UAE-based marine fuel and petroleum products trader Oilmar on Tuesday (16 June) announced the formal establishment of its Board of Directors, marking an important milestone in the company’s evolution.

The three directors are Chief Executive Officer Yusif Mammadov, Chief Finance Officer Nain Shafi, and Legal, Credit and Compliance Head Taira Shikhiyeva.

The formation of the Board was first communicated during Oilmar’s Q1 2026 Townhall as part of a wider governance enhancement initiative and has now been formally implemented.  

The Board has been established to provide strategic direction, oversee risk management and governance matters, and support the company’s continued growth across its global operations.

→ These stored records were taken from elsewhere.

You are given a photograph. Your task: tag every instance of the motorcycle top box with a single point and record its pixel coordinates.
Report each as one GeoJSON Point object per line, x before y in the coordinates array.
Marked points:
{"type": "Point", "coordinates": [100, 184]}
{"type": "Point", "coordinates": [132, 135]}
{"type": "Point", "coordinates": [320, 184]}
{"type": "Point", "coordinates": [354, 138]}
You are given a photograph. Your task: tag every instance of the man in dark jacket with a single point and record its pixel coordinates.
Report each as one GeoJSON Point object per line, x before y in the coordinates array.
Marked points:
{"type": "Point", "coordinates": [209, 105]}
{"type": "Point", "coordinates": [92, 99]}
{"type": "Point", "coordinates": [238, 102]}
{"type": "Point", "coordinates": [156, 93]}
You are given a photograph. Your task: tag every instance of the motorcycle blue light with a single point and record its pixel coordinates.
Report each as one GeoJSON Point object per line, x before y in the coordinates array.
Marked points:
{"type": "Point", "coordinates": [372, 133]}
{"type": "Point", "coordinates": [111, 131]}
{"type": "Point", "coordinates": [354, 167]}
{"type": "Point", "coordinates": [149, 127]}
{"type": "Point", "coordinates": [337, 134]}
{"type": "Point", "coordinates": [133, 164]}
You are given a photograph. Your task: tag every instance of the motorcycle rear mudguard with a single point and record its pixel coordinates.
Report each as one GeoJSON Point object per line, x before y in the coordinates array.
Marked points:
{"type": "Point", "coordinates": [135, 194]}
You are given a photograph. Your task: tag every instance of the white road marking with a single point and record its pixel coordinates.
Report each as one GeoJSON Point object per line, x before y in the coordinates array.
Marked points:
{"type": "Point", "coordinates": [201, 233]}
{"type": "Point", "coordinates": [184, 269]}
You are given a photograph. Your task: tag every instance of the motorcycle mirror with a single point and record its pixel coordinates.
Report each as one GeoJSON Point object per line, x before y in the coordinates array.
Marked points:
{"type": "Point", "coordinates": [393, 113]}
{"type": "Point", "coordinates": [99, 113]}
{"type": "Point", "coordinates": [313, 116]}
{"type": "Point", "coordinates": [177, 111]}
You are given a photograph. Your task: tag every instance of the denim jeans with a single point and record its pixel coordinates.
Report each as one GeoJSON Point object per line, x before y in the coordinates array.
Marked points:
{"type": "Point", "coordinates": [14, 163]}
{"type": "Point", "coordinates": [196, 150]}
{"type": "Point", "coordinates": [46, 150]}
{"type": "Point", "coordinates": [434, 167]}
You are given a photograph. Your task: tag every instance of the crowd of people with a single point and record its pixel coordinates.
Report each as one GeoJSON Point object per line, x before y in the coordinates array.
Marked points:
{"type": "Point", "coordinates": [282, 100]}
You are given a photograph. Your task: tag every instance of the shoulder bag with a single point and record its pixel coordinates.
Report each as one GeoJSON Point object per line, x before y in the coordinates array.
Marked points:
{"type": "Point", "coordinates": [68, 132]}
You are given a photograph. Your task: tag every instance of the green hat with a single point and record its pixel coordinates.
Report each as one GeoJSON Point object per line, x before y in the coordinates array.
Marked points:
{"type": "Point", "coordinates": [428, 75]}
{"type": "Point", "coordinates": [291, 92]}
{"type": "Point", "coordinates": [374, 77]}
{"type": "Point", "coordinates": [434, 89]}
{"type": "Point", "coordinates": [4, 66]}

“At inception, the Board comprises three Directors with extensive international experience across the energy, maritime, shipping, and commodity trading sectors. Together, they bring a wealth of industry knowledge and strategic expertise to support the company’s continued growth and development,” the company said.

“The Board is expected to be further strengthened through the appointment of additional Executive and Non-Executive Directors as the company continues to expand its international footprint.”

As part of the enhanced governance framework, strategic direction, risk appetite, and key business objectives will be determined at Board level, while regional management teams will remain responsible for execution within their respective markets. This structure strengthens accountability, promotes effective decision-making, and supports the Company’s long-term growth and succession objectives.

CEO Yusif Mammadov, said: “The establishment of the Board marks the next stage in Oilmar’s development as a global energy and marine fuels business. It creates a governance framework that will support our future growth, strengthen oversight across the organisation, and ensure that our strategic decisions are guided by long-term value creation and responsible risk management.”